Oleh karena itu, perlindungan manuskrip kuno melalui digitalisasi merupakan salah satu cara nonfisik yang mampu menjaga dan melestarikan peninggalan sejarah ini. Pelestarian manuskrip kuno melalui digitalisasi, teknologi, dan dukungan kecerdasan artifisial (AI) ini diharapkan mampu membuat generasi mendatang mengenal khazanah warisan leluhurnya.
Upaya melestarikan manuskrip kuno melalui penggunaan teknologi juga dilakukan oleh tim peneliti dari Departemen Teknik Informatika dan Program Studi Sastra Sunda Universitas Padjadjaran (Unpad), Bandung. Proyek ini salah satunya berfokus merekonstruksi dan menyempurnakan manuskrip kuno khususnya di sejumlah wilayah Sunda.
KOMPAS/YOLA SASTRA
Pegiat konservasi naskah kuno melakukan digitalisasi terhadap manuskrip peninggalan Kerajaan Tarusan yang ditulis pada awal dan pertengahan abad ke-19, Nagari Duku, Kecamatan Koto XI Tarusan, Kabupaten Pesisir Selatan, Sumatera Barat, Kamis (24/3/2022). Upaya digitalisasi naskah kerajaan ini mendesak dilakukan karena kondisinya yang memprihatinkan.

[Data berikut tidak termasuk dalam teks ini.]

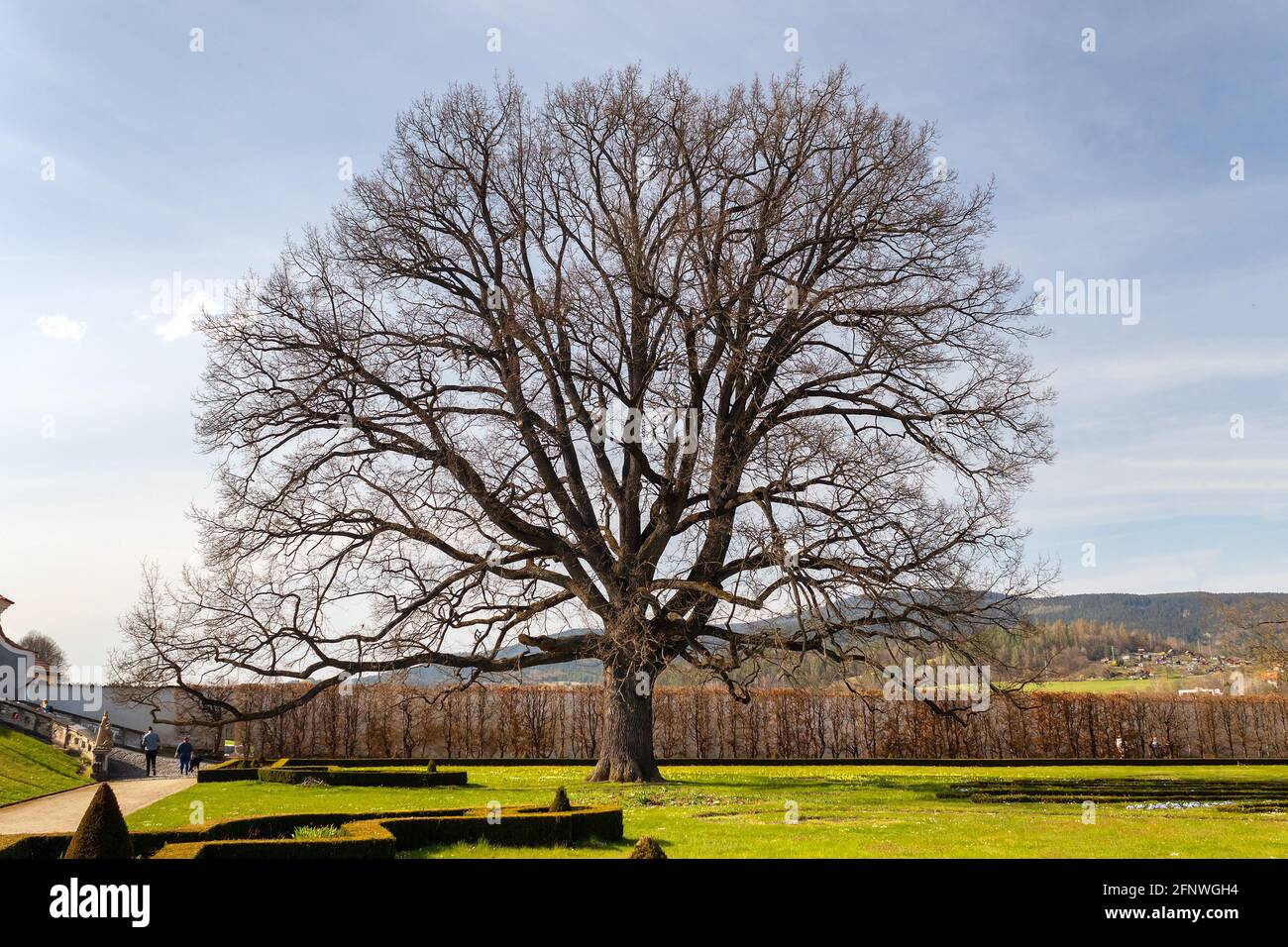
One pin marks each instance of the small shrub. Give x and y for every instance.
(102, 832)
(561, 801)
(317, 832)
(647, 848)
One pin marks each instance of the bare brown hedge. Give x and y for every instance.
(563, 720)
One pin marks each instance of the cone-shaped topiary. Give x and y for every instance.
(647, 848)
(561, 801)
(102, 832)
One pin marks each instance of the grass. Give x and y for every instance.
(842, 812)
(30, 768)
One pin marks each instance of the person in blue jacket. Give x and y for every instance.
(151, 744)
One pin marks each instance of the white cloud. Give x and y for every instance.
(191, 307)
(60, 328)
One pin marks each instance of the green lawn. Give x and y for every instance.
(844, 812)
(30, 768)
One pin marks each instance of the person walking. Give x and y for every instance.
(151, 744)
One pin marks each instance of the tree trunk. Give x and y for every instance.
(626, 727)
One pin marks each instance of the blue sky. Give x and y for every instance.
(1111, 163)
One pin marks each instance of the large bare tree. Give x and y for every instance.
(638, 372)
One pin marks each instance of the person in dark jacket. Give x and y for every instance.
(151, 744)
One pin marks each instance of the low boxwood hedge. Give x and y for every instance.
(364, 835)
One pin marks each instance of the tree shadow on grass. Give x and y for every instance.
(484, 849)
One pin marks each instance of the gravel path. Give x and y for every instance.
(62, 812)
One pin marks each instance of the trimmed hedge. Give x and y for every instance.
(231, 771)
(372, 777)
(364, 835)
(102, 832)
(390, 774)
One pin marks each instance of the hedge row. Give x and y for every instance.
(339, 777)
(364, 835)
(385, 772)
(550, 722)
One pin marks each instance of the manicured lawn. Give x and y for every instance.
(30, 768)
(844, 812)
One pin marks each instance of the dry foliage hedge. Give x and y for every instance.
(563, 720)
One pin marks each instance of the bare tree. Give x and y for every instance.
(638, 373)
(46, 648)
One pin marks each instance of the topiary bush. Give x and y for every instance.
(647, 848)
(561, 801)
(102, 832)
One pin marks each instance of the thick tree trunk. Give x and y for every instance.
(626, 728)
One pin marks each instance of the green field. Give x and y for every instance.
(30, 768)
(1157, 684)
(844, 810)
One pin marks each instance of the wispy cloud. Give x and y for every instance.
(60, 328)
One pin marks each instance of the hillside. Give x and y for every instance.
(1185, 615)
(30, 768)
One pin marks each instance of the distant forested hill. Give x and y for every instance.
(1185, 615)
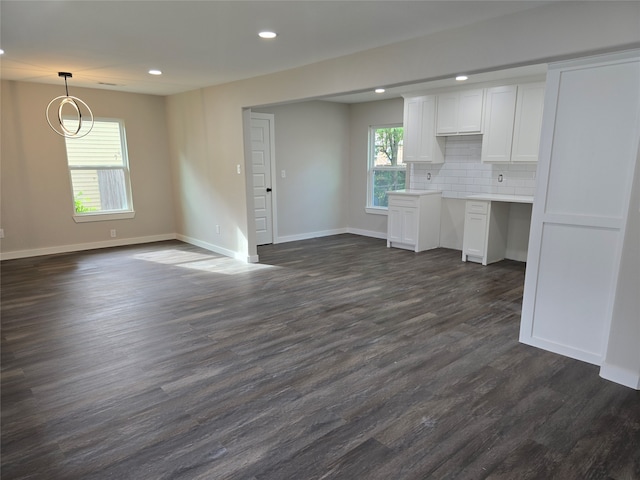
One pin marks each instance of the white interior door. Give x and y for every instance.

Dosen Departemen Teknik Informatika Unpad Setiawan Hadi mengemukakan, obyek dari rekonstruksi digital ini adalah manuskrip kuno yang ditulis di daun lontar dan berisi catatan sejarah termasuk aturan, resep, hingga teknik pertanian. Manuskrip di obyek organik ini dibuat pada abad ke-15 dan ditulis dengan cara disayat menggunakan pisau.
”Mengingat lontar ditulis dalam obyek atau media organik, yakni tumbuh-tumbuhan, maka sangat rentan dan sensitif terhadap penyimpanan. Beberapa tempat lain juga kurang mendapat perhatian dalam hal penyimpanan,” ujarnya dalam webinar bertajuk ”Kecerdasan Artifisial untuk Mengolah Warisan Budaya” yang diselenggarakan Badan Riset dan Inovasi Nasional (BRIN), Kamis (21/9/2023).
Mengingat lontar ditulis dalam obyek atau media organik, yakni tumbuh-tumbuhan, maka sangat rentan dan sensitif terhadap penyimpanan.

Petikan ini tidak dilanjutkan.